Utah Supreme Court
Can emotional distress damages beyond the underlying case be recovered in legal malpractice actions? Gregory & Swapp v. Kranendonk Explained
Summary
Attorney Erik Highberg failed to timely serve defendants in a personal injury case, causing the statute of limitations to run, then concealed this error from client Jodi Kranendonk for ten months. The jury awarded Kranendonk $750,000 for damages from the underlying accident and an additional $2.75 million for emotional distress from Highberg’s malpractice.
Analysis
The Utah Supreme Court addressed a question of first impression in Gregory & Swapp v. Kranendonk: whether a legal malpractice plaintiff can recover emotional distress damages beyond those available in the underlying case. The court’s answer was largely no, establishing important limitations on malpractice damages.
Background and Facts
Erik Highberg of Gregory & Swapp, PLLC, represented Jodi Kranendonk in a personal injury case after a truck accident. Highberg twice failed to properly serve the defendants within Oregon’s sixty-day requirement, ultimately causing Kranendonk’s claims to be time-barred. After realizing his error, Highberg concealed the problem from Kranendonk for ten months while attempting to fix it. The jury awarded Kranendonk $750,000 for damages from the underlying accident and an additional $2.75 million for emotional distress caused by Highberg’s malpractice.
Key Legal Issues
The primary issue was whether non-economic damages unrelated to the underlying case could be recovered under breach of contract or breach of fiduciary duty theories in legal malpractice actions. The court also addressed attorney fee recoverability and the admissibility of evidence showing the attorney’s ill will toward the client.

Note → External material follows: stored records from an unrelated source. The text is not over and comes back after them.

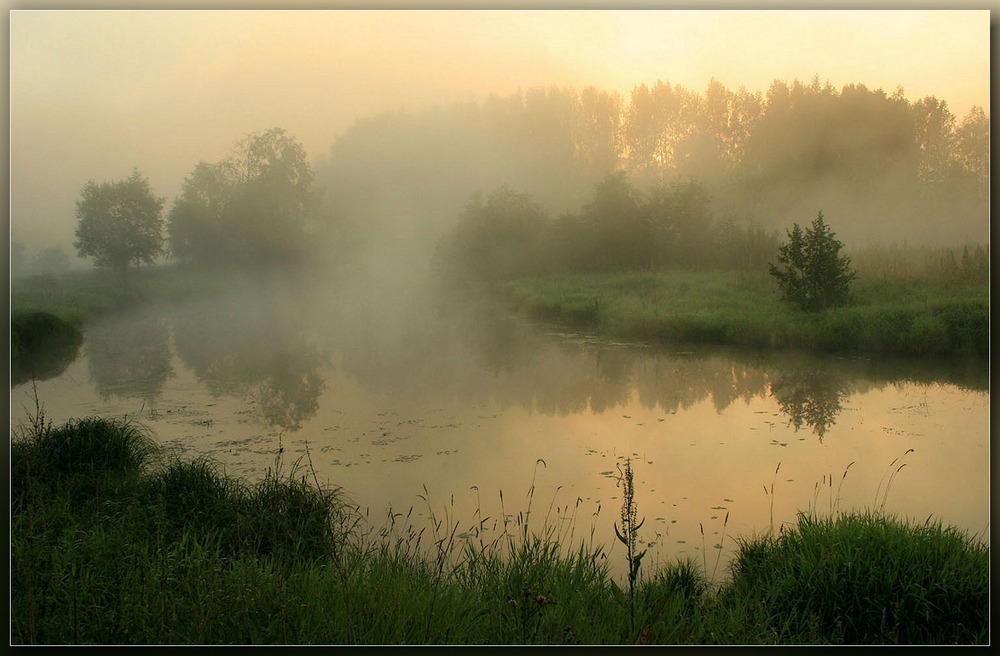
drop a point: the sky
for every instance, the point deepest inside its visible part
(97, 93)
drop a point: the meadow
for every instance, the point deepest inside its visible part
(904, 301)
(117, 541)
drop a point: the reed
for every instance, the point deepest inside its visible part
(126, 545)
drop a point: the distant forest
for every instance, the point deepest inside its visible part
(883, 169)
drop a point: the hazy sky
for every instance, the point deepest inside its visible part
(95, 93)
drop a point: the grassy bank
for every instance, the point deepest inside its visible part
(76, 296)
(907, 316)
(115, 541)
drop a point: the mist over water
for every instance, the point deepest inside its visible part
(364, 329)
(416, 387)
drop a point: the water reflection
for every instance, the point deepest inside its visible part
(44, 362)
(275, 355)
(254, 352)
(811, 397)
(129, 356)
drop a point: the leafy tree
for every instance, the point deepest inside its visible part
(811, 272)
(119, 223)
(497, 238)
(252, 208)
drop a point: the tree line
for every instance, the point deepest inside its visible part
(670, 177)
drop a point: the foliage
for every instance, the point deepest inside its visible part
(496, 239)
(251, 209)
(768, 157)
(119, 223)
(865, 578)
(811, 272)
(41, 345)
(112, 543)
(925, 315)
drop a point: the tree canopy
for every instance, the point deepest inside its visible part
(811, 272)
(250, 209)
(120, 223)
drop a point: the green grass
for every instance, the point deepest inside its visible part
(41, 345)
(114, 541)
(916, 316)
(76, 296)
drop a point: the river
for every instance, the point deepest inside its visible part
(472, 415)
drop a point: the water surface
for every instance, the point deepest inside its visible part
(476, 414)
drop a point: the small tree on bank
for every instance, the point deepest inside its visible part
(119, 223)
(811, 272)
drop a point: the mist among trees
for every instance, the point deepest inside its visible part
(558, 180)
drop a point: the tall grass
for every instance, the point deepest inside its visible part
(116, 542)
(904, 315)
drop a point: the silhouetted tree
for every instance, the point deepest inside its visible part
(250, 209)
(119, 223)
(498, 238)
(811, 272)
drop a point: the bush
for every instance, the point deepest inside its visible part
(812, 274)
(869, 579)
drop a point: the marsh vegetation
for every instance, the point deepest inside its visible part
(115, 540)
(587, 299)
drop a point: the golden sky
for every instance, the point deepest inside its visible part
(95, 93)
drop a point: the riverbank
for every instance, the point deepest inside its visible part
(909, 317)
(115, 541)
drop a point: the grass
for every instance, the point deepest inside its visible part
(77, 296)
(912, 316)
(114, 541)
(41, 345)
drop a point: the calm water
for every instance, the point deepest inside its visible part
(461, 413)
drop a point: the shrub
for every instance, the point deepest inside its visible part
(812, 274)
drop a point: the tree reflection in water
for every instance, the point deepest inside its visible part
(129, 356)
(810, 397)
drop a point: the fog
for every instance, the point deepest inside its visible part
(95, 93)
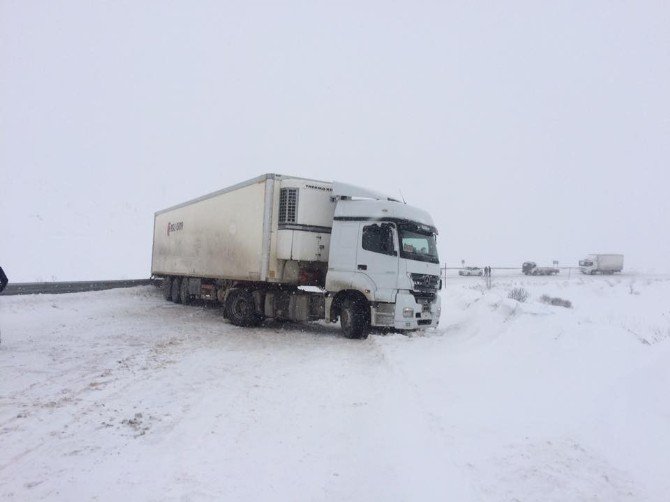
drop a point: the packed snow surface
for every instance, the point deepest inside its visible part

Court’s Analysis and Holding
For breach of contract claims, the court applied the rare exception from Cabaness v. Thomas, requiring that emotional distress damages be both foreseeable and explicitly contemplated by the parties. The court found the attorney-client contract here dealt solely with pecuniary interests, with no specific language contemplating emotional damages. For breach of fiduciary duty claims, the court found insufficient evidence that Highberg’s concealment caused emotional distress separate from the harm caused by losing the underlying case. The evidence showed only that Kranendonk was devastated when learning her case was dead, not when learning about the concealment.
Practice Implications
This decision clarifies that legal malpractice damages are generally limited to the case within the case standard. Attorneys defending malpractice claims should focus on the specific contract language and causation evidence. For breach of contract theories, examine whether the contract explicitly contemplates emotional damages beyond typical commercial disappointment. For fiduciary duty claims, carefully scrutinize whether the evidence shows the client’s emotional distress was caused by the concealment itself rather than the underlying malpractice.
Case Details
Case Name
Gregory & Swapp v. Kranendonk
Citation
2018 UT 36
Court
Utah Supreme Court
Case Number
No. 20160377
Date Decided
July 26, 2018
Outcome
Reversed in part and Remanded
Holding
Non-economic damages unrelated to the underlying case are not recoverable in legal malpractice actions under breach of contract or breach of fiduciary duty theories absent specific contractual language contemplating such damages or sufficient evidence of causation.
Standard of Review
Correctness for JNOV motions and attorney fee recoverability; abuse of discretion for admissibility of evidence under Rule 403 and litigation expense awards
Practice Tip
When reviewing legal malpractice cases involving emotional distress claims, examine the specific contract language to determine if non-economic damages were explicitly contemplated by the parties.